STORY 4 ITEM 3
 

BUSINESSWOMAN Mumtaz Ladha, 60, of West Vancouver, who had been accused of bringing a 26-year-old Tanzanian woman to Vancouver in 2008 as an unpaid maid, has been found not guilty on all charges against her.

Ladha had been charged with one count of human trafficking, two counts of misrepresentation and an employment violation under the Immigration and Refugee Protection Act. A human smuggling charge was dropped because of a B.C. court ruling about the Criminal Code charge.

B.C. Supreme Court Justice Lauri Ann Felon found that the young woman’s testimony was not credible and the Crown did not prove that she was coerced into coming to Canada or working for the Ladha family.

The judge noted that Ladha had no reason to hire the housekeeper under the table, but said the complainant had a motive to lie.

She ruled that Ladha was generous to the woman, but the woman then took advantage of that generosity.

The young woman fled to a women’s shelter in June 2009.

 

THE trial began in September. At the time, defence lawyer Eric Gottardi said that the woman did not work at Ladha’s posh British Properties home, telling the media outside the court that she was a basically treated like a member of the family. He added that the issue of work and what is work would form part of the issues at trial.

Laurie Parker-Stuart, a counsellor at the shelter, testified that the woman was under stress and came with no money and the clothes she wore. She didn’t have a passport and spoke broken English. West Vancouver Police was contacted to help get her passport and belongings.

Constable Kelly English said that she was told at the Ladha home that the passport was not there and returned there the next day. She said she put clothing and shoes in a garbage bag and there were belongings that could have filled another garbage bag.

English told a defence lawyer that the woman appeared to be in good health and did not appear distressed.

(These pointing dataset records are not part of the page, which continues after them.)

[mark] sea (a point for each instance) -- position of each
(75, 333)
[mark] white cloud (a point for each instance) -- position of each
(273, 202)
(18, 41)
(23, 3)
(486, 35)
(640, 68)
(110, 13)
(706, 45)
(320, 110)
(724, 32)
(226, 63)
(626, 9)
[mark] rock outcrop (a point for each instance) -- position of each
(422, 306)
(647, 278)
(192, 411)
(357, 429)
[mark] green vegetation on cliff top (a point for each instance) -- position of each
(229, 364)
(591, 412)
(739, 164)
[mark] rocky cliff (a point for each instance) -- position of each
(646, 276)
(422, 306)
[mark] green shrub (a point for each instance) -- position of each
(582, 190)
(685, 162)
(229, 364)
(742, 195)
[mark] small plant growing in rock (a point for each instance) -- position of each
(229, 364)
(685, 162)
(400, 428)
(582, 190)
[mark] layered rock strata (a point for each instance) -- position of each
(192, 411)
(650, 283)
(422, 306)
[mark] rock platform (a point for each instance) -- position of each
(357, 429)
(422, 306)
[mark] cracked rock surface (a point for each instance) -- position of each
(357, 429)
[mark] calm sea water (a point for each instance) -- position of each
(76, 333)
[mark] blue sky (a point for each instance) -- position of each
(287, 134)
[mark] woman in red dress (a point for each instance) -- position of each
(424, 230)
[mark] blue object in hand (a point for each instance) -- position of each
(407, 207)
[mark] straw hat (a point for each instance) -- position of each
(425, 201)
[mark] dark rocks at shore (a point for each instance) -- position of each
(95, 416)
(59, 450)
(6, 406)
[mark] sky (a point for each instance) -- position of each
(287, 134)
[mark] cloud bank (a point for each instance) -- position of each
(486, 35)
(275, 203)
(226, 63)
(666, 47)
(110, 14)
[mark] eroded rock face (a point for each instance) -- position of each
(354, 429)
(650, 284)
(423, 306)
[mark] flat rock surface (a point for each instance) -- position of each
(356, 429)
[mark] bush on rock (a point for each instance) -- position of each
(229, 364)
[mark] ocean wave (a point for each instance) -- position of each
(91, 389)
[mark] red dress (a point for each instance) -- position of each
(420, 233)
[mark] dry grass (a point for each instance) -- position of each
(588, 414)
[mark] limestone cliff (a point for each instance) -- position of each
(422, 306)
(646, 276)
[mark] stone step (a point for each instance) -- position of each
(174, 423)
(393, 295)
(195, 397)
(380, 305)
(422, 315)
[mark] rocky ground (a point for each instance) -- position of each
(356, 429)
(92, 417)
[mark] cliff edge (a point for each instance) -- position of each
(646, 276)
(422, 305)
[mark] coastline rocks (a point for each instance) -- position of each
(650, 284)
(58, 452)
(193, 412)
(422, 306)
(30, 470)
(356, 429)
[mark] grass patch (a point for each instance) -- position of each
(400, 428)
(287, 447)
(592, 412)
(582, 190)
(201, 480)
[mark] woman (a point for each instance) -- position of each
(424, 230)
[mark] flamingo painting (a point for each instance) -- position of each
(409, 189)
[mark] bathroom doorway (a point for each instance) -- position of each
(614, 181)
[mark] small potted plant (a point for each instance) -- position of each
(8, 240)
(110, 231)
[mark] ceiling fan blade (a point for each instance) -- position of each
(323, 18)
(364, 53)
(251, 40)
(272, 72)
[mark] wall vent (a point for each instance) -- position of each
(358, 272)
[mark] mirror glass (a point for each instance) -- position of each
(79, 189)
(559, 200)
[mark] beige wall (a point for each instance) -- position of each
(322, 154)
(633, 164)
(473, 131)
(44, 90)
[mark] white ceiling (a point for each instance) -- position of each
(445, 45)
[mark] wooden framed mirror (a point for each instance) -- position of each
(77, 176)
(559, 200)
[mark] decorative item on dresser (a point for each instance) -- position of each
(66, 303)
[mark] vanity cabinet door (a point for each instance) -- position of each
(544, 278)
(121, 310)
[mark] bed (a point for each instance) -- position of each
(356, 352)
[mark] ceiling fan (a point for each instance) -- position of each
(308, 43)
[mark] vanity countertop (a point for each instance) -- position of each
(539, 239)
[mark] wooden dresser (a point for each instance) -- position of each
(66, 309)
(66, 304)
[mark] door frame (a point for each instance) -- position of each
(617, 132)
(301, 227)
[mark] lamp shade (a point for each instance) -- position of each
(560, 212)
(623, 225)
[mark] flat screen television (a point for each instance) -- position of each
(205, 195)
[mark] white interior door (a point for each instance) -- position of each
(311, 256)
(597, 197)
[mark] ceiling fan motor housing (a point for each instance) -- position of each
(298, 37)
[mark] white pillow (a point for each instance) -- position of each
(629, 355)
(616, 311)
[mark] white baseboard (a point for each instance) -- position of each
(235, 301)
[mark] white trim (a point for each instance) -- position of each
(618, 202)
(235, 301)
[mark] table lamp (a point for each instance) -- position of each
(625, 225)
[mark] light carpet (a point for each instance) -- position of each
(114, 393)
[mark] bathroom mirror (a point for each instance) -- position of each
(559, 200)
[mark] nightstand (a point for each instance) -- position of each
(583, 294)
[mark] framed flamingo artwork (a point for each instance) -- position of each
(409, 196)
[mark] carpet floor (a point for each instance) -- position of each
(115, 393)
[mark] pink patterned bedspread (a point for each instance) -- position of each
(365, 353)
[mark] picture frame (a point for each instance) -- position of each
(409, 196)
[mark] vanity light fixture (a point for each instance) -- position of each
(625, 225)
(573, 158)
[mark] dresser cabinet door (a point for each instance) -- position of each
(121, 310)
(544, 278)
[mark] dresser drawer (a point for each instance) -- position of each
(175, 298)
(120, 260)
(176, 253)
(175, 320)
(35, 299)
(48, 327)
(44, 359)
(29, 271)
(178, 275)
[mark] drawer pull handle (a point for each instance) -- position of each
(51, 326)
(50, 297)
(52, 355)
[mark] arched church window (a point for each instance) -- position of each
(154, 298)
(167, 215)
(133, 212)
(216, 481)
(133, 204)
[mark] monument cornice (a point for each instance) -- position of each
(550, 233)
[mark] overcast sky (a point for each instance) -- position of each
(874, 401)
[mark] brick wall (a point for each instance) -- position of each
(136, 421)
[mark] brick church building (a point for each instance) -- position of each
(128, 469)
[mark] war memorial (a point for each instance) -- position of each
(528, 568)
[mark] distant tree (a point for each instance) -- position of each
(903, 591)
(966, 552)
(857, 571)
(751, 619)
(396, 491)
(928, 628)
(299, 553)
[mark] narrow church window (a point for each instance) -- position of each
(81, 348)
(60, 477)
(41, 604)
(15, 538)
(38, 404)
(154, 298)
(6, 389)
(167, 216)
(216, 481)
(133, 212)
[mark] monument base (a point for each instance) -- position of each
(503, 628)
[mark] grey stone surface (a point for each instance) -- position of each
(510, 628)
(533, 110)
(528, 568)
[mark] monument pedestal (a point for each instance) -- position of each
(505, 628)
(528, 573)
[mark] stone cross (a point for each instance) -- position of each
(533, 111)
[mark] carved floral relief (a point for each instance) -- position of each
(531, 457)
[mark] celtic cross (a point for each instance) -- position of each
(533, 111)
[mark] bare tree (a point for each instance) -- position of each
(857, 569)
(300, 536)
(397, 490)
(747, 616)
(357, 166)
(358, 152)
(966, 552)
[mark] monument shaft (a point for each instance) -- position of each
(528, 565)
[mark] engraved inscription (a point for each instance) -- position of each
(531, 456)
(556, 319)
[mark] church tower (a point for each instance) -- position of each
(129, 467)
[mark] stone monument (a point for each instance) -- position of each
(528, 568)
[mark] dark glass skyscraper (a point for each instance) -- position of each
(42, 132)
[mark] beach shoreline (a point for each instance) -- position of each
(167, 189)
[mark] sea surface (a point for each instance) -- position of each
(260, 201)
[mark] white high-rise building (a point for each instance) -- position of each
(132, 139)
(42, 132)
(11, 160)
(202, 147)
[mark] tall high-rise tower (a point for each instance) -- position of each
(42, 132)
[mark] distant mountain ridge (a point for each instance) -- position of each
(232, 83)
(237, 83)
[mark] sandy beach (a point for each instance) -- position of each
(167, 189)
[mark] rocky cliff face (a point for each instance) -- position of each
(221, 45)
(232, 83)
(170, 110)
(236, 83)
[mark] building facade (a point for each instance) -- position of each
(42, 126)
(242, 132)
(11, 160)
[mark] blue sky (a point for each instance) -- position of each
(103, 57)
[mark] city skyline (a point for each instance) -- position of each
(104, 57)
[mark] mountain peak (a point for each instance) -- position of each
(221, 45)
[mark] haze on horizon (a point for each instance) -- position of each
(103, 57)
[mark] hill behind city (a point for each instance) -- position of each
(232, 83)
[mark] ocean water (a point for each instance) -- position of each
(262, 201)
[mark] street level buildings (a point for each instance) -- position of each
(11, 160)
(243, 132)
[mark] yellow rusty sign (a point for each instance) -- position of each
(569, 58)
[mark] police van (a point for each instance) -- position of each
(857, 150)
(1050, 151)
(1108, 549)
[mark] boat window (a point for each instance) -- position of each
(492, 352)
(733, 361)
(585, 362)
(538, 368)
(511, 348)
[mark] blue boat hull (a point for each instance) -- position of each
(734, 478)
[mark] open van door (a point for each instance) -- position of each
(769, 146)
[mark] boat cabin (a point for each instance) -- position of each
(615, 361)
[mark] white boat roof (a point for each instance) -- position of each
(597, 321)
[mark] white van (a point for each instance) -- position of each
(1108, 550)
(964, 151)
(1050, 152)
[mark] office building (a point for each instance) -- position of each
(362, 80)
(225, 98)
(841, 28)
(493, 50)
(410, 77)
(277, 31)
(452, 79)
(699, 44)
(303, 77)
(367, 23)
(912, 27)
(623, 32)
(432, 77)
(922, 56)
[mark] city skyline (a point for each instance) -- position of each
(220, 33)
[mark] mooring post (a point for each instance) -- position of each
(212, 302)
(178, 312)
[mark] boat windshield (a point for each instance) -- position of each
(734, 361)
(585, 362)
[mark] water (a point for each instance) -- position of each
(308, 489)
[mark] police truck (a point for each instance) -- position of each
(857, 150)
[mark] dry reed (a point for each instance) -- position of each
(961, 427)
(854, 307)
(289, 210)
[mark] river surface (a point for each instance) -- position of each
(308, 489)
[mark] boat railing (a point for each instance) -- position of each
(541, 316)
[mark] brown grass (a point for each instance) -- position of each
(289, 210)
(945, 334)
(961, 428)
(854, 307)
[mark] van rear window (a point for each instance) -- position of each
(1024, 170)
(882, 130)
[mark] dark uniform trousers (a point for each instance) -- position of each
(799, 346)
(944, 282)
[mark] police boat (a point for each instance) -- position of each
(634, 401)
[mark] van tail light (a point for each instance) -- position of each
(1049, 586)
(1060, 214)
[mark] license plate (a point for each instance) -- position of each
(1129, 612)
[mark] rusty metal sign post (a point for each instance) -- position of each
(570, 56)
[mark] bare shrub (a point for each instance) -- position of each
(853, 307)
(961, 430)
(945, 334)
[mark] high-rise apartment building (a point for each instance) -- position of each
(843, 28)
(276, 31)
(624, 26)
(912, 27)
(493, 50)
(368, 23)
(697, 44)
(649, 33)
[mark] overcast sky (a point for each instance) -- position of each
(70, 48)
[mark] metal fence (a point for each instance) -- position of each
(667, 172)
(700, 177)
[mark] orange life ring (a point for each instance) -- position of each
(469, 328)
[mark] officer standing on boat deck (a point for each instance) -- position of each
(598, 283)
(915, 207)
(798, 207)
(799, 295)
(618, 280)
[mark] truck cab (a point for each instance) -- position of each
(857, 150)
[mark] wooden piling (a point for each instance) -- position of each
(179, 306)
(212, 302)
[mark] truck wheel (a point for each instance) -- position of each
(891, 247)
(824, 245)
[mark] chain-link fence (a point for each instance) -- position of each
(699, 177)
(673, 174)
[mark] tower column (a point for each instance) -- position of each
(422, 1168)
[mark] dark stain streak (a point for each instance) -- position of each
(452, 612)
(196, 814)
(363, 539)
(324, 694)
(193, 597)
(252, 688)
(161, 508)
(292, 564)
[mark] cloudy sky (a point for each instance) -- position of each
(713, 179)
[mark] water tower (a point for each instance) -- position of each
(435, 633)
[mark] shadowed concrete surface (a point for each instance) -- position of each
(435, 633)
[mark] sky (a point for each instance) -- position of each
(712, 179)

The court heard from Staff-Sgt. Graydon Findlay that Ladha’s daughter, Zara Ladha, requested a copy of the police report and told him that she was concerned that her mother who was in Tanzania had been told by the woman’s family not to leave that country until they knew about her health and where she was.

Findlay agreed when defence lawyer Gottardi asked if Ladha’s daughter was essentially conveying that her mother had been threatened.

Gottardi inquired from Parker-Stuart if she recalled police told her that the woman could possibly get an extension of her immigration status is she were a victim of human trafficking and if she told the woman about it. She said she did that in “a really limited form” because she doesn’t know Swahili, the woman’s language.

Caroline Raymond, who was the RCMP’s Human Trafficking co-ordinator and interviewed the woman several times, read from her notes that Ladha and her daughter did not threaten to send the woman back to Tanzanian. They told her to stop crying like a baby and work because she needed to do so a little longer to repay the cost of bringing her to Canada.

The young woman testified that she started working as a housekeeper for Ladha in Dar es Salaam in her country when she was about 14 years old.

She recounted the hardships she and her family faced as she lost her father when she was three years old. Her mother died in 2002 and she had to quit school. She worked for an African family before becoming a housekeeper for Ladha who lived in a posh area. She said she worked from 7 a.m. to 5 or 6 p.m. six days a week for the equivalent of CDN$50 a month.

The Crown had alleged that Ladha brought the woman to Canada with the promise of working in a salon for six months for $200 a month.

A lawyer for Mumtaz Ladha told the court that the young woman made up her claims because she was so desperate to stay here. He said there was little evidence to support her allegations except for her own testimony which was full of inconsistencies and lies.